The St. Johns also flows northbound. So, whatever happens to the south, in Brevard County for example, affects our water levels a few days or weeks later.
When the river rose in 2004 we had some time to prepare for the water’s rise – a few weeks after Charley and between Frances and Jeanne, the two biggest rainmakers. Fay's impact is obviously much greater; in only a matter of days the river reached flood stage and continued rising, surpassing the historic record of 1924 by over one foot at Lake Harney.
The timing is not great because we still have 13 weeks of hurricane season left. In years past we never saw much tropical action on the radar after October 1, but with the current unpredictable weather patterns we can't count on that anymore.
An invaluable website is the National Weather Service, Southern Region Headquarters, NOAA (National Oceanic and Atmospheric Administration) which provides hydrology reports and forecasting.
Our St. Johns River is in the Melbourne region and in times of potential flooding conditions, the site updates and forecasts river levels every half hour.
The web address is much longer than this but you can start with the following: http://ahps.srh.noaa.gov/ahps2/hydrograph.php. Click on one of the tiny squares on Florida that is Melbourne. The next screen will show the St. Johns River with points of Lake Harney, Sanford, Deland, and Astor. Click on one of those boxes and you will see the chart showing the current river level and the projection.

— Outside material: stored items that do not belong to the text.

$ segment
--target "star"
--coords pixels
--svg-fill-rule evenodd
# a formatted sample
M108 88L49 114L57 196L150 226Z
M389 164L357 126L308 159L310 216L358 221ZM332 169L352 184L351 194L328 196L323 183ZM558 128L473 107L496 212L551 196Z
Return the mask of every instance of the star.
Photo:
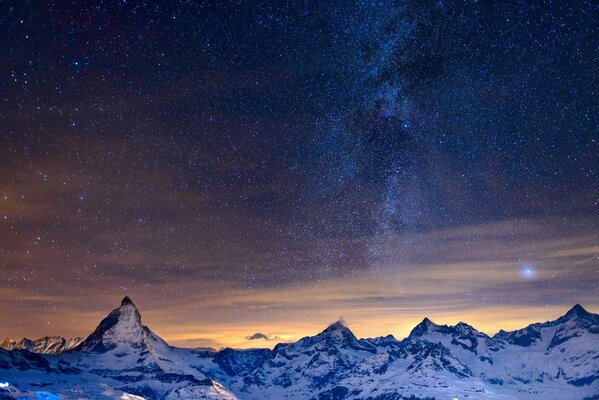
M520 270L520 274L522 277L524 277L524 279L532 279L537 275L537 271L533 265L526 264Z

The website information is available by chart and also by table, just click on tabular data. You will see the actual measurements of the river every half hour and the projected river levels every six hours. As of this writing the river is 11.07 ft. and projections show it peaking at 11.2 ft. by this weekend.

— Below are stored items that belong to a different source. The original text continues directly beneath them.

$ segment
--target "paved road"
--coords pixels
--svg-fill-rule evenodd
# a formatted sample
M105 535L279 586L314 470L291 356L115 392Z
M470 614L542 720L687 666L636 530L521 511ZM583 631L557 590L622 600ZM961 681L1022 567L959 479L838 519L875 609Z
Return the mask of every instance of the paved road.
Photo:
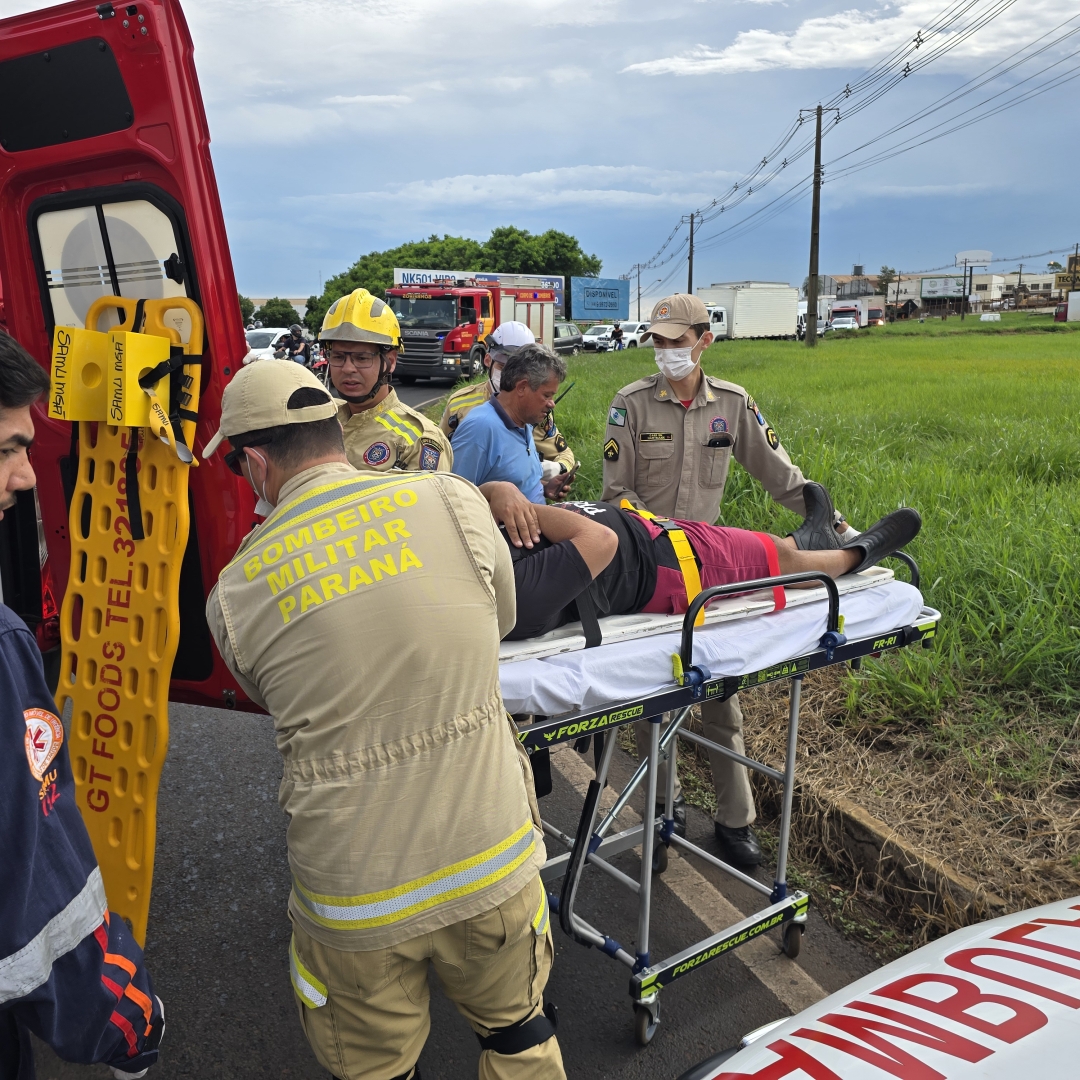
M173 705L170 725L147 941L168 1030L153 1076L325 1080L300 1032L288 978L289 879L285 822L277 805L281 767L270 721ZM617 773L628 774L626 755L620 754L616 766ZM580 797L566 775L565 766L555 771L555 791L543 809L546 818L573 832ZM708 818L692 811L691 838L711 837L711 831ZM636 874L633 853L619 859L627 873ZM704 864L699 869L710 881L720 877ZM764 874L762 879L767 880ZM744 886L726 881L722 888L741 910L754 909L756 900ZM592 873L586 879L581 911L624 945L632 943L631 897L606 876ZM654 955L668 955L708 932L663 884L654 891L654 912ZM575 1078L671 1080L744 1032L787 1015L777 996L729 955L664 992L660 1031L650 1047L639 1049L626 969L558 929L555 935L549 997L560 1008L559 1039ZM874 966L813 913L799 963L826 991ZM425 1080L475 1076L475 1039L437 991L432 1014L421 1058ZM62 1063L47 1049L38 1064L42 1080L109 1075L101 1067Z
M398 392L398 397L406 405L412 405L415 408L417 405L426 405L432 398L440 398L444 394L448 394L450 392L450 383L428 379L414 383L412 386L394 383L394 389Z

Now that I’ve given you the facts I’d like also to say that the silver lining of this situation is the generous spirit of community. People pitching in to help with their time, equipment, storage areas, expertise, shoulders to the wheel and to cry on. Strangers, neighbors, colleagues, friends, and family all helping without being asked, taking the helm when they saw a need.
No one who lives here in Geneva has experienced water levels this high, but what shines through is the creativity and resilience of a community willing to help in these extraordinary circumstances. Someone said to me recently, “You have a lot to write about since you live on Lake Harney and are experiencing the flooding.”
I have to say it will take me some time to process this event. I thought I was fairly tough in 2004, walking through water in knee boots from the road back to the house for a month or so. But what a difference another foot of water can make. Dealing with pumping and bailing water out of my foyer (do NOT open the front door!), watching minnows swim around inside, monitoring hoses and pumps to keep the water flow balanced, watching the afternoon skies cloud up, hovering over the laptop in between tasks to check the river levels, and spraying for ants, spiders, and assorted creatures also displaced – it’s been quite the adventure so far; we even found a crawdad!
There have been okay days and bad days. But every bad day has also had a comforting phone call, someone offering assistance, checking on our well-being, and selflessness and generosity that makes me weep.
And then I think about my literary hero Marjorie Kinnan Rawlings who came to Florida without air conditioning, bug repellent, river forecasts and many other creature comforts. She made her home in this simple and wild Florida, accepting it in its tropical serenity and fury.
I wish the best to everyone affected by the flooding and that Mother Nature spares us hope in the weeks to come.